Logan así lo esperaba. Dios sabía que no deseaba otro fin de semana como aquél. Para no ponerla de mal humor, se guardó sus pensamientos para sí y se puso a servir el curry.
Luego no hubo tiempo para uno rapidito.
En el felpudo le esperaba a Logan la edición matinal del lunes del Press and Journal cuando afloró por fin a la superficie pasadas las nueve. Se llevó el periódico a la cocina para poder llenarlo de migas de tostada y marcas circulares de café, pero no pasó del primer bocado antes de ver la página de portada.
—Maldito cabrón…
El titular le explicó la breve entrevista privada de Colin Miller en el pub del viernes anterior. ¡PROMOTOR INMOBILIARIO DE EDIMBURGO COMUNICA IMPORTANTE CREACIÓN DE EMPLEO! Gran parte de la página de portada estaba dedicada a los efusivos elogios de Miller en relación con el nuevo proyecto urbanístico: trescientas casas en plena zona verde entre Aberdeen y Kingswells. «Fincas McLennan se complace con orgullo en anunciar un nuevo proyecto urbanístico en las afueras de la pequeña ciudad dormitorio, que servirá para crear empleos y mejorar los servicios entre los habitantes de Kingswells». Logan resopló: ésa ya la habían oído antes. Miller proseguía exponiendo con creciente entusiasmo las grandes cosas que Fincas McLennan en general, y su fundador en particular, habían hecho en Edimburgo, donde el promotor inmobiliario llevaba construyendo «hogares familiares de calidad durante más de una década». Era bastante sorprendente, sin embargo, que no se hiciera mención alguna de las otras inversiones de riesgo de Malcolm McLennan, alias Malk Navaja: drogas, prostitución, extorsión, préstamo con usura, tráfico de armas y demás actividades criminales de lucro en que hubiera podido poner sus sucias zarpas encima.

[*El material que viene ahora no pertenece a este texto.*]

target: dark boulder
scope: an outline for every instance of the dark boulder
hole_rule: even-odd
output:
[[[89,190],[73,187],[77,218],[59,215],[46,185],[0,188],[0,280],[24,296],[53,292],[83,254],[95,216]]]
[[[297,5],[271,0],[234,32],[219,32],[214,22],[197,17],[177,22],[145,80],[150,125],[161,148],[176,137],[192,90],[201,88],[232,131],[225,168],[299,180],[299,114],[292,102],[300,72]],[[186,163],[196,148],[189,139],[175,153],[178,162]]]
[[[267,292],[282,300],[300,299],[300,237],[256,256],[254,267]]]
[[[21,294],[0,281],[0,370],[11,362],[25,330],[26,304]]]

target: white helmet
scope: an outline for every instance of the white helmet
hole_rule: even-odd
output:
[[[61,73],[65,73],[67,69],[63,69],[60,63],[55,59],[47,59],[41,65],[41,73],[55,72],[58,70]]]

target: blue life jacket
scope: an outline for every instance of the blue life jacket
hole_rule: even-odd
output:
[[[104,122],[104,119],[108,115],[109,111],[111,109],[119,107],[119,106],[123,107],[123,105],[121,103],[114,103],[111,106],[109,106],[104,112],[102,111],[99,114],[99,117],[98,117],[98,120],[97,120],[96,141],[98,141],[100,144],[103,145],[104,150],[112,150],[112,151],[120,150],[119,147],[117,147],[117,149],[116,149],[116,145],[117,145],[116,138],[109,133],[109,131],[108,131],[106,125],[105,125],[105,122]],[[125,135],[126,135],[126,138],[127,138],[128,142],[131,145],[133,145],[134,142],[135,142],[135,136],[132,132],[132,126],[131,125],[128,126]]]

Logan se arrellanó en la silla y volvió a leer el artículo. No era de extrañar que Colin Miller se hubiera mostrado tan nervioso cuando se lo encontró en el pub. Al periodista lo habían echado del Scottish Sun por negarse a completar una serie de revelaciones acerca de las actividades de contrabando de drogas de Malk Navaja, y todo porque dos de los chicos de Malkie le habían hecho saber con toda claridad que si no abandonaba el tema como si fuera una patata radiactiva, le arrancarían los dedos. Apenas las últimas Navidades Malk Navaja había intentado, sin éxito, abrirse paso a golpe de soborno a través de las normativas urbanísticas para conseguir un lucrativo plan de desarrollo de la propiedad. Ahora parecía que la suerte le era más favorable en su segundo intento.
Pero la historia principal del día no estaba en el Press and Journal. Aparecería divulgada en la prensa vespertina.